On Mon, Apr 28, 2008 at 12:28 PM, Ian Holmes <ih...@be...> wrote:
> Hi Marcin...
>
> So, I never ran xrate on an alignment this big before (6 million
> columns!) and it turned out there was a drastic inefficiency in the
> distance matrix code, that was causing it to scale as the square of the
> number of columns. Unnoticeable for most alignments (since the code
> inside the loop was pretty quick), but your example caused it to hang...
>
> I think it was quite possible that your xrate job was getting killed
> because it was running too long. Are you running queue management
> software of some kind (e.g. Sun Grid Engine)? That can often kill
> long-running jobs. I couldn't find a specific bug that was crashing on
> this data, although I didn't finish running it because it was taking
> sooooo long.
>
> Anyway, I've now fixed the inefficiency bug. The tree estimation by
> neighbor-joining now finishes pretty fast.
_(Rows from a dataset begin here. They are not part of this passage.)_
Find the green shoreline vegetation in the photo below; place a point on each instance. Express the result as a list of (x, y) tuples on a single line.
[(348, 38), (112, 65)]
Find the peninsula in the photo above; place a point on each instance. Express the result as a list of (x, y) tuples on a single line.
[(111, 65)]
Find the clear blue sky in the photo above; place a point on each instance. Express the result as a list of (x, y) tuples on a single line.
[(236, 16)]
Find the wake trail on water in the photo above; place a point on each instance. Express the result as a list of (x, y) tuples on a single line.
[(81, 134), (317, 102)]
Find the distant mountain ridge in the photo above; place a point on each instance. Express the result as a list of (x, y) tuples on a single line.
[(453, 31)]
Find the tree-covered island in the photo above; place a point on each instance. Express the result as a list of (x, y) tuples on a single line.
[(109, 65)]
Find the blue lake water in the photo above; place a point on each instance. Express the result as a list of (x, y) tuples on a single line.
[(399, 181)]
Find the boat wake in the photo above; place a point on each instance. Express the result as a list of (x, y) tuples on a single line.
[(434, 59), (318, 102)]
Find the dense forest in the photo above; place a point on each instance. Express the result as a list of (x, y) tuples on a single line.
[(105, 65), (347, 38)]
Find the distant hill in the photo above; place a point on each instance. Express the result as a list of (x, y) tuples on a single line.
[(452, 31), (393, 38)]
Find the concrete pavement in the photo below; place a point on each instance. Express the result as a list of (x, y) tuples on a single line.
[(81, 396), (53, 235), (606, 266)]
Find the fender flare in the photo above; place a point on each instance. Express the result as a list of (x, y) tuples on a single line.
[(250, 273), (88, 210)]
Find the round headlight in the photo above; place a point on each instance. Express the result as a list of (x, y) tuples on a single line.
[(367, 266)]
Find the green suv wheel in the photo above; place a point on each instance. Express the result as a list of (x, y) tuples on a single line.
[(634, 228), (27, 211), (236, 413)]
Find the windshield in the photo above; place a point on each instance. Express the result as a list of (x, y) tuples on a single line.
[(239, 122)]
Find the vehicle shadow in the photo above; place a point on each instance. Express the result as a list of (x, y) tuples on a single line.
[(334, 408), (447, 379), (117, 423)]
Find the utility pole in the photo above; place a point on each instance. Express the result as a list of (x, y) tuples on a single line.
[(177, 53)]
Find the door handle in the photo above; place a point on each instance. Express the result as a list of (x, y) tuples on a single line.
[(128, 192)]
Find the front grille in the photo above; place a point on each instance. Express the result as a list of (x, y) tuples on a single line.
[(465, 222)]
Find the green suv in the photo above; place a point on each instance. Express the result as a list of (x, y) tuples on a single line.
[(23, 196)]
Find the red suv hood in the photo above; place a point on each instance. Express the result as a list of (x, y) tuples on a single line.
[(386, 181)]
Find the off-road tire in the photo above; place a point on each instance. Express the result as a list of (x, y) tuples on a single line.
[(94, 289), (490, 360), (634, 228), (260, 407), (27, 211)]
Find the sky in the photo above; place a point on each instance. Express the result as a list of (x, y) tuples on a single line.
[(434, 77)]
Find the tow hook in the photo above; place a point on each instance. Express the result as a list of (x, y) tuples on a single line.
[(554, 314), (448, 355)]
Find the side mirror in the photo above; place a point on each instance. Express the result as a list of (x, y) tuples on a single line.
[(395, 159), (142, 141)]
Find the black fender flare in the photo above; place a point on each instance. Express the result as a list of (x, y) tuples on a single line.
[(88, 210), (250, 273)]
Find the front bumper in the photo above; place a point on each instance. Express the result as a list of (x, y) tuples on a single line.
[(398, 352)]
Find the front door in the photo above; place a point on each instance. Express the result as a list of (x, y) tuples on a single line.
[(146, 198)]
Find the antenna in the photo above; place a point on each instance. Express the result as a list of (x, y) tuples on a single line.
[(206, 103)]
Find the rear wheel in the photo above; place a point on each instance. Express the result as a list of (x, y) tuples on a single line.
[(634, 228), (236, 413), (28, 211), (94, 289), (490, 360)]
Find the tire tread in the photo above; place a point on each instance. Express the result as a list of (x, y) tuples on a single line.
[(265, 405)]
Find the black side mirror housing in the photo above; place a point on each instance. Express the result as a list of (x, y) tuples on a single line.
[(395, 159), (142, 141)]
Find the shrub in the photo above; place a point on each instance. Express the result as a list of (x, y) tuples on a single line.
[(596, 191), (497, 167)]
However, it now takes a long
> time to complete the second step of the tree-estimation procedure, which
> is to refine the branch lengths of the tree using the EM algorithm.
>
> There is less that I can do to optimize this. The neighbor-joining code
> is not heavily dependent on the alignment length, but the branch-length
> refinement is. I could optimize the branch-length code in the same way
> that the neighbor-joining is optimized, so it was less dependent on
> alignment length, but that would take a little while, and unfortunately
> I don't have the time right now.
>
> Instead, what I have done is introduced a subtle hack. If you specify
> the command-line option "--maxrounds 0", then this will bypass the
> branch-length refinement code (specifically, what it does is tell xrate
> that you want the EM algorithm to run for a maximum of zero iterations,
> or "rounds").
>
> Thus, with "--maxrounds 0" the tree will be estimated using
> neighbor-joining only.
>
> Sorry this has taken so long to fix! Like I said, I never used xrate on
> an alignment this big before (for our screens, we pre-specified the
> tree, so we went directly to windowlicker).
>
> Hopefully, this will now work for you, but let me know if you have
> further issues.
>
> Cheers,
> Ian
>
>
> marcin joachimiak wrote:
>> hey,
>>
>> Thanks for the help!
>> The short example worked just fine.
>>
>> log3 with my previous command so far produced this:
>> Finding eigenvectors using MatrixExpEigenPrepare
>> Largest eigenvalue was 0; set to 0
>> Updating cached M() & J()
>> Finding eigenvectors using MatrixExpEigenPrepare
>> Largest eigenvalue was 0; set to 0
>> Setting eigenvalue #2 ((-1.3333,0)) equal to eigenvalue #0 ((-1.3333,0))
>> Setting eigenvalue #3 ((-1.3333,0)) equal to eigenvalue #0 ((-1.3333,0))
>> Setting eigenvalue #3 ((-1.3333,0)) equal to eigenvalue #2 ((-1.3333,0))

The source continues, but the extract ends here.